I went to see “Call Me By Your Name” last night. After having read the book twice, I had been anxiously awaiting the arrival of the movie.
Here are my thoughts:
I was disappointed that the setting of the scene of the movie was not the same as in the book. In the book, Elio’s home is a seaside villa; in the movie, it is located in the hill country of Lombardia. The sea becomes a river. Other scenes were not the same, no doubt in an effort to lower production costs. Most pointedly, in the book, the final scenes take place in Rome; in the movie, these scenes are transferred to a mountain town in the far northern reaches of Italy.
I was curious to see how the screenplay would transmit an intensely psychological book to the screen. In this, I think the screenwriter was largely successful, and I particularly liked the depiction of the love scenes between Elio and Oliver. They were tasteful, believable and – so it seemed to me – perfectly natural. So much of gay love is depicted as primarily lustful, but it was powerfully clear in the way these scenes were handled in the movie that Elio and Oliver were very much in love.
Of course, as I watched the film, I was powerfully reminded of two things.
First, my mission to France. “Call Me By Your Name” is set in the same time period as my Mormon mission, in the early-mid-80’s. As I listened to the conversations in French between Elio and his mother and his friends, I was reminded of my time in France; and as I watched Elio and Oliver’s “dance” over how to deal with their feelings, I was also reminded of the intense struggle I faced while there with “unwanted” feelings of attraction to men. Paradoxically, however, it was while I was in France that I finally “accepted” these feelings while at the same time deciding to deny myself ever experiencing their fulfillment …
… Until I came out and met Mark, that is.
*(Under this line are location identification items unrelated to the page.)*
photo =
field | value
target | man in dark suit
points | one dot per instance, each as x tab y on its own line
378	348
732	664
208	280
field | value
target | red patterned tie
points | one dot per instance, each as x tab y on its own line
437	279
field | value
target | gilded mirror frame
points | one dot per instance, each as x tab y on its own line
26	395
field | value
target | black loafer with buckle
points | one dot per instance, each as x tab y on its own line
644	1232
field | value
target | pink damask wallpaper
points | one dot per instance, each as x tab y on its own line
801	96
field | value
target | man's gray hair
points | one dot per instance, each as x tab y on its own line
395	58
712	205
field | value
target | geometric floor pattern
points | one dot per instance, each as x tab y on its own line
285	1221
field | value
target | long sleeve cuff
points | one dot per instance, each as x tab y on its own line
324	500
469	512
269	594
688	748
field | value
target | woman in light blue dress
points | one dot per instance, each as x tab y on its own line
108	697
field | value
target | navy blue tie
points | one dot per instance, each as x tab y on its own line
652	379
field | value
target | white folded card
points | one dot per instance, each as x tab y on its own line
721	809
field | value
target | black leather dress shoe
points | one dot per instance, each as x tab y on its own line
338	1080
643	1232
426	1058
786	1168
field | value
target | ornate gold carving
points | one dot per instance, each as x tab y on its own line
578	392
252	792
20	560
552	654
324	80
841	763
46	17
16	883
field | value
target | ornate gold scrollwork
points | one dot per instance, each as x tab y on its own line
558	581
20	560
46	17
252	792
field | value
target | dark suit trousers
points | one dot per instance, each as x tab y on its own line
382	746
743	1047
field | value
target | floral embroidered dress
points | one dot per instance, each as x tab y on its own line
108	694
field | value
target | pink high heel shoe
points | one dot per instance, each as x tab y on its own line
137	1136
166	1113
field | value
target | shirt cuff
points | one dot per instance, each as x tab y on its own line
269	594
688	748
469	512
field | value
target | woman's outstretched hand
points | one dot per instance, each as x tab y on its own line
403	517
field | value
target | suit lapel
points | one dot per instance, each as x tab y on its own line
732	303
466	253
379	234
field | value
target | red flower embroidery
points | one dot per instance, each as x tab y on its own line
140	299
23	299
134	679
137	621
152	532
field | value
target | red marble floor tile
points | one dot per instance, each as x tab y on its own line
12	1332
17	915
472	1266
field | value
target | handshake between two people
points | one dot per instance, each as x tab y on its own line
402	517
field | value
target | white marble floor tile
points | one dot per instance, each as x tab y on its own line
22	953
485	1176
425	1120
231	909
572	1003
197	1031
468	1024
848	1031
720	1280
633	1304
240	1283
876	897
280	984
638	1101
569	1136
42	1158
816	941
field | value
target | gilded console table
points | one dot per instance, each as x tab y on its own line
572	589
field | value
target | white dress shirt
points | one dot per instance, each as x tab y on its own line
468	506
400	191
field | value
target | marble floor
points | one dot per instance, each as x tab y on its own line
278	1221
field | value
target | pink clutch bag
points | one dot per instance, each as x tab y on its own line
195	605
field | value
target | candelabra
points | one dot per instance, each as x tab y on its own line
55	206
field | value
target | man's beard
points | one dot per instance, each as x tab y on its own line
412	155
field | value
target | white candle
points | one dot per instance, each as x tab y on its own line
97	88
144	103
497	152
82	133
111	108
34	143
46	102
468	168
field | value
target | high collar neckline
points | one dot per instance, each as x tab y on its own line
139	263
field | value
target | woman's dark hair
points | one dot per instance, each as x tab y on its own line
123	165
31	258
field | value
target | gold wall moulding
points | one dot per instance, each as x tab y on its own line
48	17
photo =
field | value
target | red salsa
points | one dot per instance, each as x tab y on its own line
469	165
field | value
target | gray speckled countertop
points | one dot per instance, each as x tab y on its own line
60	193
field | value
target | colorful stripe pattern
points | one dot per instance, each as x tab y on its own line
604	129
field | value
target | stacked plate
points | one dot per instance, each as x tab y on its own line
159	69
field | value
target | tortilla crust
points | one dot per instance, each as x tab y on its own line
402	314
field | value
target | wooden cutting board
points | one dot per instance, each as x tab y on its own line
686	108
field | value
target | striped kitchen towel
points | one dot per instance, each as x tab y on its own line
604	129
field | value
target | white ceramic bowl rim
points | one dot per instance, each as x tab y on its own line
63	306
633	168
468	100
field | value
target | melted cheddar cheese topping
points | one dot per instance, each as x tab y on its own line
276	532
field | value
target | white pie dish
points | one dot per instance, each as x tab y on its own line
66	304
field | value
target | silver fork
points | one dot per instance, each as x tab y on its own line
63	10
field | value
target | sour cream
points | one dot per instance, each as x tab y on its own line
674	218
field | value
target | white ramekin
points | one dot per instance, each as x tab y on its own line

Of course, watching the film also reminded me of him, of a great love experienced, then lost. It was for this reason that my favorite scene of the entire film—which was taken virtually verbatim from the book—was that between Elio and his father near the end of the movie, in which the father lovingly, gently and so insightfully affirms the relationship that he suspects Oliver and Elio had and encourages his son to value it, to feel his emotions – both negative and positive – and to be grateful for what he experienced with Oliver:
“ … if there is pain, nurse it, and if there is a flame, don’t snuff it out, don’t be brutal with it … We rip out so much of ourselves to be cured of things faster than we should that we go bankrupt by the age of thirty … to feel nothing so as not to feel anything—what a waste! … Right now there’s sorrow. I don’t envy the pain. But I envy you the pain.”
I know whereof Elio’s father spoke. I have felt much pain over the loss of Mark, but I rejoice in what we had. I have tried to allow myself feel that pain over the course of the past 22 months so that I can honor what we had and allow myself to move healthily into an unknown future.
Finally, the ending of the film is different from the ending in the book, as I suspected might be the case. I preferred the latter, if for no other reason than the opportunity to read the following lines:
“In the weeks we’d been thrown together that summer, our lives had scarcely touched, but we had crossed to the other bank, where time stops and heaven reaches down to earth and gives us that ration of what is from birth divinely ours … We had found the stars, you and I. And this is given once only.”